A “alfabetização jornalística” dos alunos na revolução digital
Ao longo de quarenta anos, entre 1969 e 2009, no Brasil, todos os jornalistas foram obrigados a ter um diploma de jornalismo, mediante a finalização de um curso superior, com a duração de quatro anos, para que pudessem ter o direito de exercer a actividade. Tal aconteceu, até ao momento em que o Supremo Tribunal Federal (STF) do Brasil, decidiu que o diploma deixava de ser obrigatório.
Agora, o tema tem estado a ser debatido, novamente, naquele país. E é sobre esta questão que Carlos Castilho se debruça no seu último texto publicado no Observatório do Brasil, com o qual o CPI mantém parceria.
No entanto, segundo o autor, esta não será a questão fulcral. “A grande e complicada questão é o futuro da profissão num ecossistema informativo, em que a tanto a notícia, matéria-prima do jornalismo, como as instituições de apoio ao jornalismo, empresas, foram radicalmente alteradas pela emergência da computação e digitalização”, refere.

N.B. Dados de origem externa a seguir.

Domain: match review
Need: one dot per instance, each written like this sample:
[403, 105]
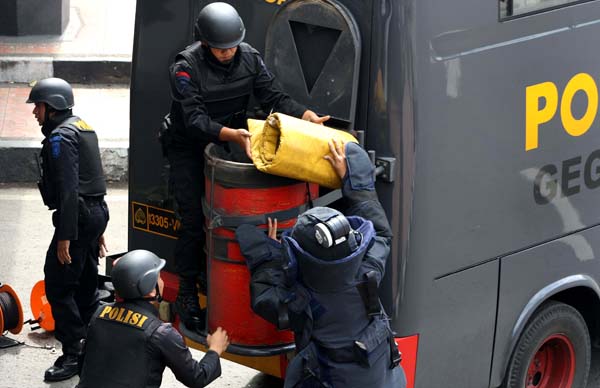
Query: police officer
[129, 346]
[72, 184]
[211, 84]
[321, 281]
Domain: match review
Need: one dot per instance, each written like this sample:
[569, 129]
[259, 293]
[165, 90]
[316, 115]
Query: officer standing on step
[72, 184]
[211, 84]
[129, 346]
[321, 281]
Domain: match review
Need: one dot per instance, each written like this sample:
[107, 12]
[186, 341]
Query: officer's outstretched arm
[266, 262]
[358, 188]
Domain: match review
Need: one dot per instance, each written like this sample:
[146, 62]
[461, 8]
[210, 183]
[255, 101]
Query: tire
[553, 351]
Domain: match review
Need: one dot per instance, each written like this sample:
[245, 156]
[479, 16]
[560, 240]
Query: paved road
[25, 231]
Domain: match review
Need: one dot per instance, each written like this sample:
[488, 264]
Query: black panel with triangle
[313, 56]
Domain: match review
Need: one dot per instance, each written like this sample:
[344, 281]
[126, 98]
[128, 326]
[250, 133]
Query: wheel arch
[579, 291]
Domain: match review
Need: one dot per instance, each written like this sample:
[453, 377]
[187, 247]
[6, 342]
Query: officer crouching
[129, 346]
[321, 281]
[71, 183]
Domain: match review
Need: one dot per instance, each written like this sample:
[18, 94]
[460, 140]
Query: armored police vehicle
[482, 119]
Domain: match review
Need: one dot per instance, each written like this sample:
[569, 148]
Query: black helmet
[136, 274]
[325, 233]
[55, 92]
[220, 26]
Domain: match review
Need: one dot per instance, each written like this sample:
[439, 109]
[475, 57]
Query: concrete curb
[81, 70]
[21, 155]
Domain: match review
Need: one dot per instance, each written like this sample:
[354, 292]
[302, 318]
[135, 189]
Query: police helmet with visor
[219, 26]
[55, 92]
[325, 233]
[136, 274]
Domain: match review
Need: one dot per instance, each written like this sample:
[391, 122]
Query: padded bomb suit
[325, 300]
[132, 350]
[72, 183]
[208, 95]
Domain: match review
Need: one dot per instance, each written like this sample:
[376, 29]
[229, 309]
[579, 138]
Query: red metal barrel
[240, 190]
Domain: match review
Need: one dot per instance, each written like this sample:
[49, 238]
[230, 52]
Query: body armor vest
[121, 331]
[343, 339]
[91, 176]
[226, 92]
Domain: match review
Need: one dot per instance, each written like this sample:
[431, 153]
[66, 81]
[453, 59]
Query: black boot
[188, 307]
[64, 368]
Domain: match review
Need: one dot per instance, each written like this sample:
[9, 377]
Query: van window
[510, 8]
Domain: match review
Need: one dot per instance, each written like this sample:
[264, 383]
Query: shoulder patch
[183, 80]
[82, 125]
[55, 146]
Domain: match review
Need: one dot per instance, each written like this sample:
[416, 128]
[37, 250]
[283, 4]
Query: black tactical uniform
[72, 184]
[208, 95]
[328, 296]
[129, 346]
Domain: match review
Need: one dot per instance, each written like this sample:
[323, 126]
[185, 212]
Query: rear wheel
[553, 352]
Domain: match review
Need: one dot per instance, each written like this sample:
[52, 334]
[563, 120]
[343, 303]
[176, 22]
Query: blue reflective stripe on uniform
[55, 145]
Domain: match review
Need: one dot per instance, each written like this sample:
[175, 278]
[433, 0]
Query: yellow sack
[294, 148]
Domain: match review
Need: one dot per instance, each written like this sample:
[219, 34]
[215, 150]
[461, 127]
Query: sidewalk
[93, 54]
[96, 47]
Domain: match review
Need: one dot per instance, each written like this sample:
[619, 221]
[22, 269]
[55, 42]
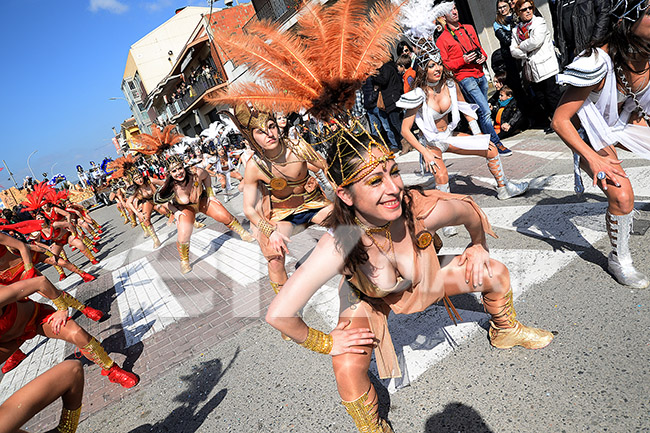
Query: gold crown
[349, 148]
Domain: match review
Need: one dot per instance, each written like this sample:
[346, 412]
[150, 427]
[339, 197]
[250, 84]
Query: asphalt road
[593, 377]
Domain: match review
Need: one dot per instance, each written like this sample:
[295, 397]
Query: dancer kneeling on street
[435, 106]
[381, 239]
[22, 319]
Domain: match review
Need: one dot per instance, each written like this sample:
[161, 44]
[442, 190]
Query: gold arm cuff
[318, 341]
[60, 302]
[265, 227]
[69, 420]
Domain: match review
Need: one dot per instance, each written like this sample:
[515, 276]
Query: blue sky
[63, 61]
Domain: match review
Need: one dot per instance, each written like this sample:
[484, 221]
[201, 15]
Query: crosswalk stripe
[145, 302]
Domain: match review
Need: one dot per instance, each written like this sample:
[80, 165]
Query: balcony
[275, 10]
[178, 106]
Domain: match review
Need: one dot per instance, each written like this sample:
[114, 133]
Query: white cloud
[113, 6]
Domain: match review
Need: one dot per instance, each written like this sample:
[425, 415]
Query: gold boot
[96, 353]
[235, 226]
[154, 236]
[184, 252]
[365, 415]
[69, 420]
[505, 331]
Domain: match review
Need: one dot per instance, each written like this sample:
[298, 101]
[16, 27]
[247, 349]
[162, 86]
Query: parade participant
[381, 240]
[290, 196]
[64, 380]
[608, 91]
[22, 319]
[186, 193]
[435, 106]
[225, 169]
[141, 202]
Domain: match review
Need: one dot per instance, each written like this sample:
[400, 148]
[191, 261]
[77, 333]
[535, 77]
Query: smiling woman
[382, 241]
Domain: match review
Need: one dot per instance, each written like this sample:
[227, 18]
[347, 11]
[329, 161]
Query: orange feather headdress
[158, 141]
[318, 67]
[122, 166]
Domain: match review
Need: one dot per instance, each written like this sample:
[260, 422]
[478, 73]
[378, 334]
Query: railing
[192, 94]
[281, 12]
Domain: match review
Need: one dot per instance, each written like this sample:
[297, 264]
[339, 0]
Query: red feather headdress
[37, 198]
[318, 67]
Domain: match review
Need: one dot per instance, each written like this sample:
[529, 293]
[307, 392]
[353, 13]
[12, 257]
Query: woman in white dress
[608, 97]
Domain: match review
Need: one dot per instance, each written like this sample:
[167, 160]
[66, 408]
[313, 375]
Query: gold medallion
[278, 183]
[424, 239]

“O diploma, em teoria, é um certificado da qualificação do jornalista, o que nos leva a perguntar: que tipo de formação está a ser dada hoje pelas faculdades de jornalismo aos futuros profissionais? É duro dizer, mas a realidade evidencia uma inércia académica em adequar os cursos de jornalismo aos desafios que os estudantes enfrentarão daqui a dois ou três anos”, considera.
Na opinião de Castilho, “de nada adianta um diploma se os novos profissionais não encontrarem empregos ou estiverem despreparados para actuar de forma autónoma. O diploma não é uma carteira de ingresso num clube fechado, mas um atestado de que o profissional está preparado para exercer funções, como lidar com o caos informativo nas redes sociais, funcionar como curador de notícias, trabalhar com a inteligência artificial nos fluxos informativos, inserir-se em comunidades sociais e também gerir a sustentabilidade financeira em projectos jornalísticos autónomos”.
“Estes são apenas alguns itens que já fazem parte do quotidiano dos novos profissionais e que são abordados perifericamente na maioria dos cursos de jornalismo”. A verdade, segundo o autor, é que sem haver esta preparação e preocupação, “um diploma vale pouca coisa porque não garante o acesso às empresas online, nem assegura a sobrevivência de iniciativas autónomas” como a “promoção do envolvimento entre jornalistas e comunidades sociais”, entre outras.
Neste sentido, o jornalista concorda com o professor Rodrigo Ratier, da Escola de Comunicação e Artes (ECA), Universidade de São Paulo, quando chegou a propor, num dos seus artigos, a necessidade de uma “alfabetização jornalística” dos novos alunos de jornalismo, “porque eles já não lêem” jornais e “transformaram as redes sociais” na sua “principal fonte de informações”.
“Isto coloca o jornalismo diante da necessidade de pensar primeiro na qualificação profissional para o exercício da profissão num contexto digital, do que em cobrar a obrigatoriedade de um diploma universitário. Não sou contra o diploma, mas só ele não vai resolver os graves dilemas com que se defronta a profissão nesta transição da era analógica para a digital, no campo da informação pública”, considera Castilho.